キーワードは、「オリジナル・サウンドトラック」
当時は、映画がヒットすると、パーシー・フェイス、レイモンド・ルフェーブル、カラベリときらめくストリングスなど、あまた多くの楽団が、そのメインテーマを取り上げてレコード化合戦をしていていました。
イージーリスニングとしては、もちろん問題はないのですか、やはり映画マニアがこだわったのは、実際に映画で使われた演奏。
これが、オリジナル・サウンドトラックです。
「オリジナル・サウンドトラックでなければ、映画音楽ではない。」
僕は、頑なにそれにこだわり、レコードを買うお金はなかったので、せっせとFM放送をエアチェック。
カセットテープに、「オリジナル・サウンドトラック」と表記したTDK のDタイプ90分カセットテープがどんどん増えていきました。
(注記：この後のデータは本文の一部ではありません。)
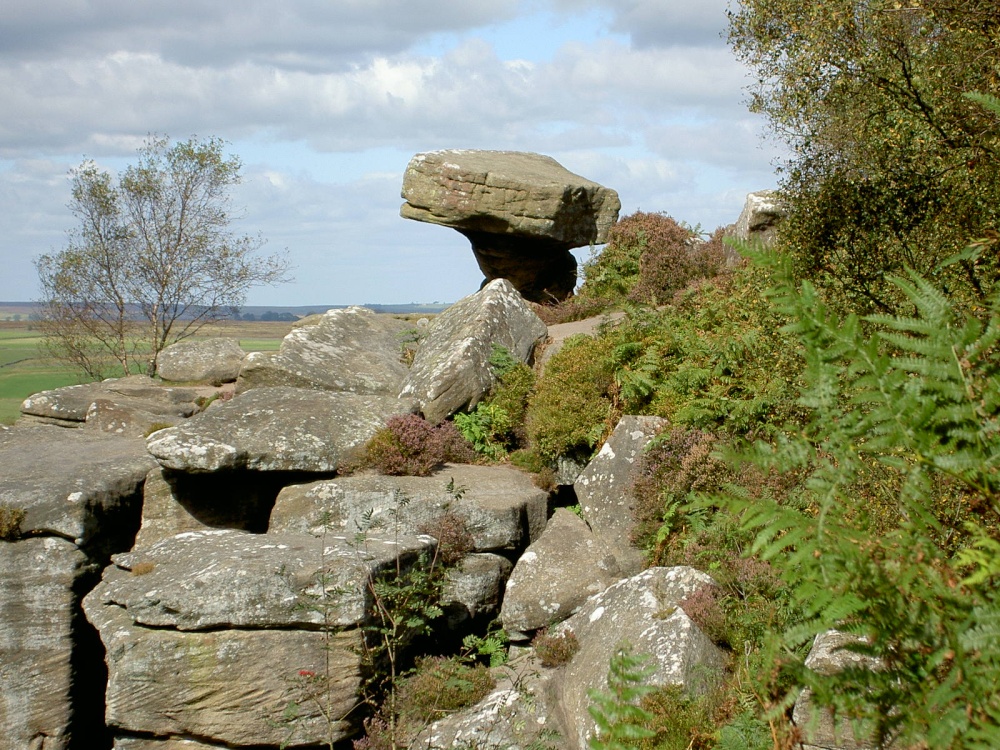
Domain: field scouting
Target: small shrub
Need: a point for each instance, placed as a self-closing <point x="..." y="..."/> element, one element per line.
<point x="455" y="540"/>
<point x="10" y="521"/>
<point x="555" y="649"/>
<point x="675" y="261"/>
<point x="705" y="611"/>
<point x="410" y="445"/>
<point x="572" y="408"/>
<point x="678" y="721"/>
<point x="156" y="427"/>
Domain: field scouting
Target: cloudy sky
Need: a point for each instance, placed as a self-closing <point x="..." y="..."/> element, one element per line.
<point x="325" y="101"/>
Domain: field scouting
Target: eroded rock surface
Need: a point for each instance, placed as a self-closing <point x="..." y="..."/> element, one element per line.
<point x="603" y="488"/>
<point x="522" y="212"/>
<point x="352" y="350"/>
<point x="451" y="370"/>
<point x="275" y="429"/>
<point x="555" y="575"/>
<point x="69" y="406"/>
<point x="644" y="612"/>
<point x="500" y="507"/>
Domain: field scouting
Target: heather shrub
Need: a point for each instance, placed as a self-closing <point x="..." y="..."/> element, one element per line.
<point x="705" y="611"/>
<point x="455" y="540"/>
<point x="648" y="258"/>
<point x="10" y="521"/>
<point x="410" y="445"/>
<point x="675" y="464"/>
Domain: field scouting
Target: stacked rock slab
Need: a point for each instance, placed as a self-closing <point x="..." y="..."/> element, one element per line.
<point x="80" y="493"/>
<point x="522" y="212"/>
<point x="214" y="361"/>
<point x="214" y="633"/>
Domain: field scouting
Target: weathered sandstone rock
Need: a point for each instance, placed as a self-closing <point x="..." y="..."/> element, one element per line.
<point x="73" y="484"/>
<point x="514" y="715"/>
<point x="226" y="687"/>
<point x="232" y="579"/>
<point x="69" y="406"/>
<point x="80" y="493"/>
<point x="603" y="487"/>
<point x="451" y="370"/>
<point x="555" y="575"/>
<point x="522" y="212"/>
<point x="214" y="361"/>
<point x="38" y="631"/>
<point x="275" y="429"/>
<point x="821" y="730"/>
<point x="351" y="350"/>
<point x="474" y="587"/>
<point x="762" y="214"/>
<point x="501" y="508"/>
<point x="642" y="611"/>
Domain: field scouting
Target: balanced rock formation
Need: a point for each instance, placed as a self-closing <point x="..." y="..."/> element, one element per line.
<point x="522" y="212"/>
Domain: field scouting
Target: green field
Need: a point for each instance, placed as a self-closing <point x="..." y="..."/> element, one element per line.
<point x="26" y="369"/>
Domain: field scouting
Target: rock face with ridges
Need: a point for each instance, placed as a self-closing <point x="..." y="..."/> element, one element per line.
<point x="555" y="575"/>
<point x="275" y="429"/>
<point x="213" y="633"/>
<point x="603" y="487"/>
<point x="451" y="370"/>
<point x="213" y="361"/>
<point x="352" y="350"/>
<point x="70" y="406"/>
<point x="501" y="508"/>
<point x="80" y="494"/>
<point x="643" y="611"/>
<point x="522" y="212"/>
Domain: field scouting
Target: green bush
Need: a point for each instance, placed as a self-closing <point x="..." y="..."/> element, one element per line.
<point x="11" y="519"/>
<point x="440" y="686"/>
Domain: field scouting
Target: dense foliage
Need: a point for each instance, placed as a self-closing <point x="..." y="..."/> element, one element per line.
<point x="892" y="166"/>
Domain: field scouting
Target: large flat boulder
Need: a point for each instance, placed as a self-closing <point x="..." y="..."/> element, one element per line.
<point x="232" y="579"/>
<point x="556" y="575"/>
<point x="275" y="429"/>
<point x="229" y="688"/>
<point x="212" y="634"/>
<point x="175" y="502"/>
<point x="604" y="487"/>
<point x="451" y="370"/>
<point x="644" y="612"/>
<point x="71" y="483"/>
<point x="214" y="361"/>
<point x="521" y="211"/>
<point x="352" y="350"/>
<point x="69" y="406"/>
<point x="499" y="505"/>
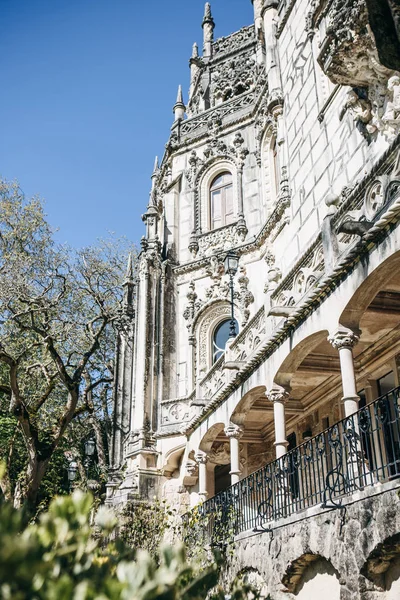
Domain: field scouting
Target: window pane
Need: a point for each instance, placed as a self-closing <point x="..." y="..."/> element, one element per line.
<point x="221" y="336"/>
<point x="217" y="181"/>
<point x="216" y="208"/>
<point x="228" y="200"/>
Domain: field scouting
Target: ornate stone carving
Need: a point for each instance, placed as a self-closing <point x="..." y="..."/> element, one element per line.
<point x="349" y="55"/>
<point x="277" y="394"/>
<point x="274" y="274"/>
<point x="234" y="42"/>
<point x="213" y="381"/>
<point x="233" y="77"/>
<point x="215" y="313"/>
<point x="193" y="306"/>
<point x="175" y="412"/>
<point x="249" y="338"/>
<point x="344" y="338"/>
<point x="375" y="197"/>
<point x="201" y="458"/>
<point x="220" y="239"/>
<point x="220" y="453"/>
<point x="233" y="430"/>
<point x="245" y="297"/>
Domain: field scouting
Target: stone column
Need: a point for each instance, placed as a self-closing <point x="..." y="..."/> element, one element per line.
<point x="344" y="340"/>
<point x="201" y="459"/>
<point x="279" y="396"/>
<point x="234" y="433"/>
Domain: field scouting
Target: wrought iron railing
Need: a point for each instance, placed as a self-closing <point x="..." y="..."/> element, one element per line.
<point x="359" y="451"/>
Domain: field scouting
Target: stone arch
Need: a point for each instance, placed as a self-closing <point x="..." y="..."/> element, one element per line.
<point x="367" y="290"/>
<point x="242" y="408"/>
<point x="210" y="436"/>
<point x="382" y="566"/>
<point x="311" y="576"/>
<point x="209" y="171"/>
<point x="291" y="363"/>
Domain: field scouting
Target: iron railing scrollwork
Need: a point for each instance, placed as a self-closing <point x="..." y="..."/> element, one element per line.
<point x="359" y="451"/>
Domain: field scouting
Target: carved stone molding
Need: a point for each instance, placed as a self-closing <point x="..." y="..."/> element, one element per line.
<point x="277" y="394"/>
<point x="201" y="458"/>
<point x="175" y="412"/>
<point x="233" y="430"/>
<point x="220" y="453"/>
<point x="344" y="338"/>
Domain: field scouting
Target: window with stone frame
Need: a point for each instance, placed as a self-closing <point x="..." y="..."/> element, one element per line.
<point x="220" y="337"/>
<point x="221" y="200"/>
<point x="270" y="167"/>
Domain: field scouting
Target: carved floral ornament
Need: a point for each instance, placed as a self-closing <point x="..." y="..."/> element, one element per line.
<point x="217" y="155"/>
<point x="303" y="279"/>
<point x="218" y="290"/>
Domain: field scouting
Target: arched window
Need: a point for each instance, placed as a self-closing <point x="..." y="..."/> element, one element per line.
<point x="220" y="337"/>
<point x="221" y="200"/>
<point x="271" y="170"/>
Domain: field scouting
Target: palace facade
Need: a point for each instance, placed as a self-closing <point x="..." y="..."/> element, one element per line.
<point x="258" y="354"/>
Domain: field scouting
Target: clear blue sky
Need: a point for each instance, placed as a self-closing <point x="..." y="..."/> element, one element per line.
<point x="87" y="89"/>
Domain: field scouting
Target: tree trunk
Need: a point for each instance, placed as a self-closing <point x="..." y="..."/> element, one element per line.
<point x="26" y="490"/>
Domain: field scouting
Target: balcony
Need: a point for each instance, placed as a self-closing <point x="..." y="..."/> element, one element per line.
<point x="358" y="452"/>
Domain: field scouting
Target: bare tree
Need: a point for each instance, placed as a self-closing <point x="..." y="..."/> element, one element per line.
<point x="57" y="309"/>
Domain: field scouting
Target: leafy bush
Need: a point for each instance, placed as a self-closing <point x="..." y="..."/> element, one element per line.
<point x="59" y="558"/>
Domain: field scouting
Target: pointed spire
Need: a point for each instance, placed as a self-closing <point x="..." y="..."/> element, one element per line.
<point x="207" y="11"/>
<point x="179" y="107"/>
<point x="129" y="286"/>
<point x="208" y="31"/>
<point x="208" y="16"/>
<point x="179" y="98"/>
<point x="129" y="270"/>
<point x="156" y="167"/>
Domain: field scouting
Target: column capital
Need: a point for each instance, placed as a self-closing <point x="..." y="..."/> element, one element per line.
<point x="233" y="431"/>
<point x="344" y="338"/>
<point x="201" y="457"/>
<point x="277" y="394"/>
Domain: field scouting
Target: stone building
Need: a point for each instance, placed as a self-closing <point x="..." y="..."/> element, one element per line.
<point x="268" y="390"/>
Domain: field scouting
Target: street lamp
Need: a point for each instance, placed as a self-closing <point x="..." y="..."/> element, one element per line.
<point x="90" y="447"/>
<point x="72" y="471"/>
<point x="231" y="264"/>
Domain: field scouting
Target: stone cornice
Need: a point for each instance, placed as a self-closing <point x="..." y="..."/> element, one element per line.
<point x="324" y="287"/>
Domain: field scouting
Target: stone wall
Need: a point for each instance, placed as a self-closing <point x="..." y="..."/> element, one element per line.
<point x="334" y="554"/>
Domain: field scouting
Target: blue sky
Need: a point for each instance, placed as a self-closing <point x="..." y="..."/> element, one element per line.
<point x="87" y="89"/>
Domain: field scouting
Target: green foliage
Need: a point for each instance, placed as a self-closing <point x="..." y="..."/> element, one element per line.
<point x="145" y="524"/>
<point x="58" y="558"/>
<point x="58" y="307"/>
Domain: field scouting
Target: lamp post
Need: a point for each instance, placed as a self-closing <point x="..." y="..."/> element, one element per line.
<point x="90" y="447"/>
<point x="72" y="471"/>
<point x="231" y="264"/>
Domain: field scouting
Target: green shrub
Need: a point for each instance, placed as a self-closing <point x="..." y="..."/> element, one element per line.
<point x="59" y="558"/>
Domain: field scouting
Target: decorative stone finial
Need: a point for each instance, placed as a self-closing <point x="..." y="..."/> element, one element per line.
<point x="156" y="167"/>
<point x="207" y="15"/>
<point x="208" y="31"/>
<point x="179" y="107"/>
<point x="195" y="51"/>
<point x="129" y="270"/>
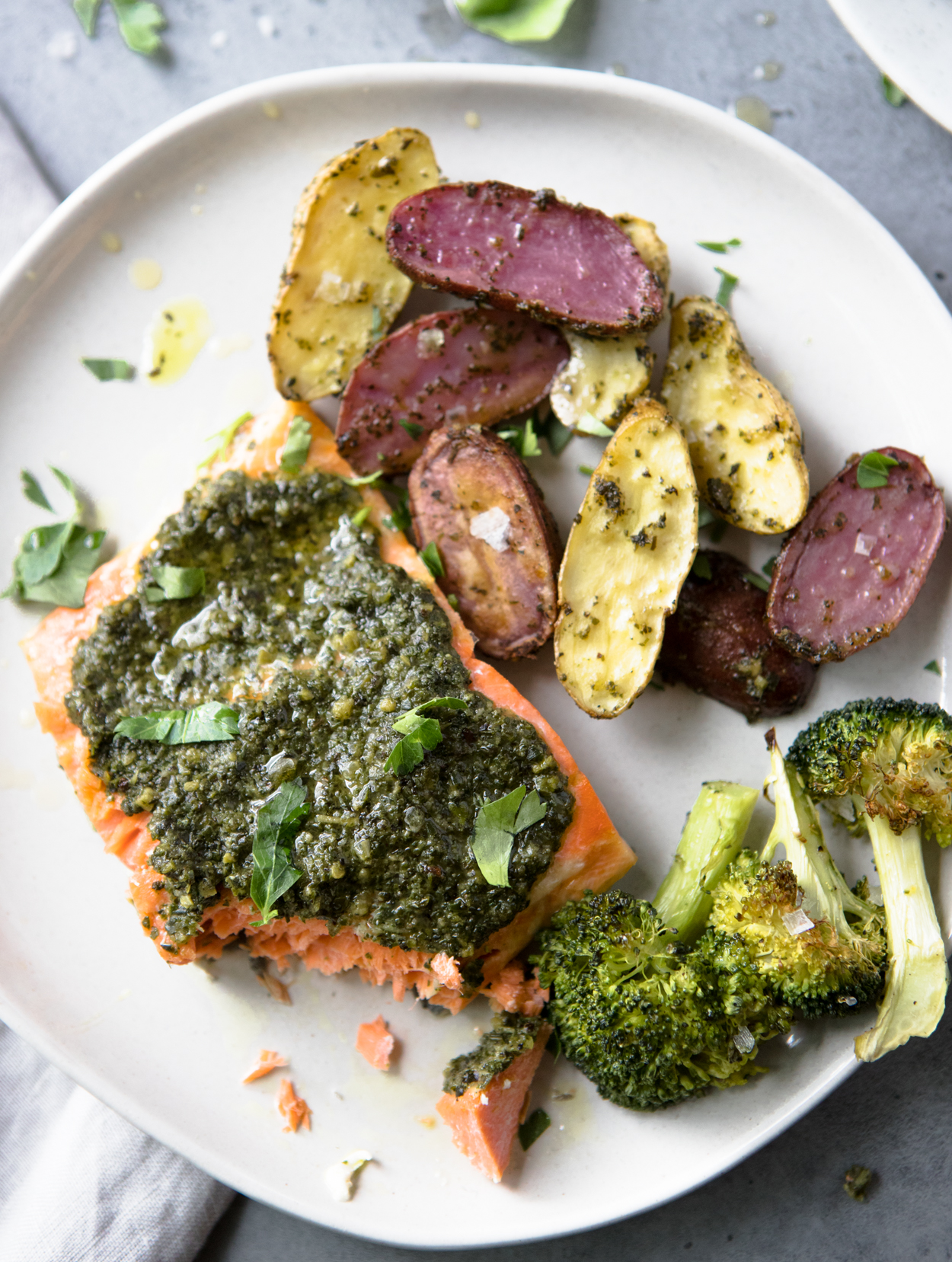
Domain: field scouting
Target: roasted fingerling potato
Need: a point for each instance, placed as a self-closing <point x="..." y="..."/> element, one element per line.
<point x="476" y="500"/>
<point x="628" y="554"/>
<point x="340" y="292"/>
<point x="745" y="441"/>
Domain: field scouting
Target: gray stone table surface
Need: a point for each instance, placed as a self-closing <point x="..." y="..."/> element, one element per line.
<point x="76" y="111"/>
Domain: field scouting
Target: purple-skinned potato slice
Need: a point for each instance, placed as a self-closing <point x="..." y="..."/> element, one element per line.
<point x="451" y="368"/>
<point x="475" y="499"/>
<point x="854" y="566"/>
<point x="717" y="643"/>
<point x="527" y="251"/>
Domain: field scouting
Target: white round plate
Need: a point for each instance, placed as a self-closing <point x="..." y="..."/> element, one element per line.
<point x="911" y="40"/>
<point x="821" y="286"/>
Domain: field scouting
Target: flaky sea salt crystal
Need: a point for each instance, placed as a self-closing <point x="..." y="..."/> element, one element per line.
<point x="493" y="526"/>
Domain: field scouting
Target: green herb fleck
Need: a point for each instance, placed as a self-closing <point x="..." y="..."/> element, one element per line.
<point x="209" y="722"/>
<point x="719" y="246"/>
<point x="535" y="1125"/>
<point x="432" y="559"/>
<point x="110" y="370"/>
<point x="296" y="446"/>
<point x="516" y="21"/>
<point x="892" y="92"/>
<point x="418" y="733"/>
<point x="590" y="424"/>
<point x="174" y="583"/>
<point x="497" y="824"/>
<point x="523" y="438"/>
<point x="873" y="470"/>
<point x="858" y="1179"/>
<point x="557" y="434"/>
<point x="727" y="288"/>
<point x="278" y="823"/>
<point x="55" y="562"/>
<point x="224" y="438"/>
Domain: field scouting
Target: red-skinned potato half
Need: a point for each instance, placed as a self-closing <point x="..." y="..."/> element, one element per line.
<point x="851" y="570"/>
<point x="527" y="251"/>
<point x="717" y="643"/>
<point x="475" y="499"/>
<point x="466" y="366"/>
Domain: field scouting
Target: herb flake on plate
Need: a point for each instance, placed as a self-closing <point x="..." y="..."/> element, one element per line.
<point x="55" y="562"/>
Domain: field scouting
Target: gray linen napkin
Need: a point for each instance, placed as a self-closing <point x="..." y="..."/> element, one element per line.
<point x="78" y="1183"/>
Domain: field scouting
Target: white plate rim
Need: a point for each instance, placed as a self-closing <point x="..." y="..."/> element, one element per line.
<point x="877" y="40"/>
<point x="56" y="230"/>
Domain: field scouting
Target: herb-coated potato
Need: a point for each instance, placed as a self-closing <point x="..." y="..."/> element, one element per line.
<point x="605" y="375"/>
<point x="744" y="437"/>
<point x="719" y="644"/>
<point x="476" y="500"/>
<point x="628" y="554"/>
<point x="340" y="293"/>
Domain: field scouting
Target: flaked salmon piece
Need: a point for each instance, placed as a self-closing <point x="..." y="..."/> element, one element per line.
<point x="293" y="1107"/>
<point x="593" y="856"/>
<point x="485" y="1120"/>
<point x="513" y="991"/>
<point x="267" y="1063"/>
<point x="375" y="1043"/>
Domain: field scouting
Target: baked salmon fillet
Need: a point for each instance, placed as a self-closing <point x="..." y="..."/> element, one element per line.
<point x="587" y="855"/>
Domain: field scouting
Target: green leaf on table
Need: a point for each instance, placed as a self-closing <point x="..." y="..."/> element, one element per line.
<point x="209" y="722"/>
<point x="297" y="445"/>
<point x="535" y="1125"/>
<point x="139" y="25"/>
<point x="224" y="438"/>
<point x="719" y="246"/>
<point x="729" y="283"/>
<point x="280" y="820"/>
<point x="516" y="21"/>
<point x="174" y="583"/>
<point x="432" y="559"/>
<point x="110" y="370"/>
<point x="420" y="733"/>
<point x="892" y="92"/>
<point x="497" y="824"/>
<point x="590" y="424"/>
<point x="88" y="11"/>
<point x="873" y="471"/>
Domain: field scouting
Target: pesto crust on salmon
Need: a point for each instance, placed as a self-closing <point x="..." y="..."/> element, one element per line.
<point x="318" y="625"/>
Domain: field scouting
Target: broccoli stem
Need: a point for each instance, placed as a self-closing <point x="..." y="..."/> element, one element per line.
<point x="826" y="895"/>
<point x="712" y="839"/>
<point x="917" y="977"/>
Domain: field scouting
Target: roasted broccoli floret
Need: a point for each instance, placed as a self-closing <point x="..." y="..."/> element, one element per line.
<point x="648" y="1015"/>
<point x="821" y="945"/>
<point x="887" y="765"/>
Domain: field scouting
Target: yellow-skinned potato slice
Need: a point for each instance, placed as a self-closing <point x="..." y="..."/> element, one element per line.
<point x="744" y="437"/>
<point x="340" y="292"/>
<point x="602" y="378"/>
<point x="631" y="549"/>
<point x="605" y="375"/>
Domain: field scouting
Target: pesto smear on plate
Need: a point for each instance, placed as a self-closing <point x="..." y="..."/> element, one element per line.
<point x="318" y="645"/>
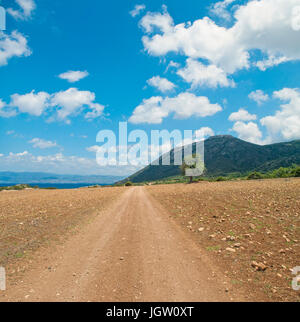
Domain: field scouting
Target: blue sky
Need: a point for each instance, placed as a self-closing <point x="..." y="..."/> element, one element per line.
<point x="69" y="69"/>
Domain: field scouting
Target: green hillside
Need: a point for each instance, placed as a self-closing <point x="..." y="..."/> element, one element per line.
<point x="226" y="154"/>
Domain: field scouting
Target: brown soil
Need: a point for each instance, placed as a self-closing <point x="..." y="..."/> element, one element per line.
<point x="259" y="220"/>
<point x="144" y="244"/>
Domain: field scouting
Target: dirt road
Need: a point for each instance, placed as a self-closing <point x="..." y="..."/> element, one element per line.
<point x="132" y="252"/>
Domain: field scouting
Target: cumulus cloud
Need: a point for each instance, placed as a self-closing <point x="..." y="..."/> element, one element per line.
<point x="248" y="132"/>
<point x="258" y="96"/>
<point x="204" y="132"/>
<point x="270" y="62"/>
<point x="172" y="64"/>
<point x="73" y="76"/>
<point x="242" y="115"/>
<point x="285" y="124"/>
<point x="72" y="101"/>
<point x="161" y="84"/>
<point x="42" y="144"/>
<point x="199" y="74"/>
<point x="268" y="26"/>
<point x="13" y="45"/>
<point x="220" y="9"/>
<point x="32" y="103"/>
<point x="137" y="10"/>
<point x="60" y="105"/>
<point x="26" y="9"/>
<point x="183" y="106"/>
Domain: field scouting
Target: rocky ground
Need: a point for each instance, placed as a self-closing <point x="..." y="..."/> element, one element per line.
<point x="31" y="220"/>
<point x="250" y="228"/>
その中で、僕が今でもこれぞ最高の映画音楽と信じて疑わないのが、1970年のアメリカ映画「おもいでの夏のメインテーマ「Summer Knows」
甘美という言葉は、この曲のためにあると思うくらい、映画のシーンと共に忘れられない、切なく胸に残る胸キュンのインスト・バラード。
これを作曲したのがミッシェル・ルグランでした。
https://youtu.be/CXS6gsrfjbk
この映画だけは、メインテーマだけではなく、どうしてもサントラ盤のアルバムが聴きたくて、後に、新宿の西口に中古レードを探しにいきました。
彼の出世作となった「シェルブールの雨傘」。スティーヴ・マックイーンの「華麗なる賭け」のサウンドトラックも、彼のスコアによるもの。
心より、彼を追悼し、ご冥福をお祈りいたします。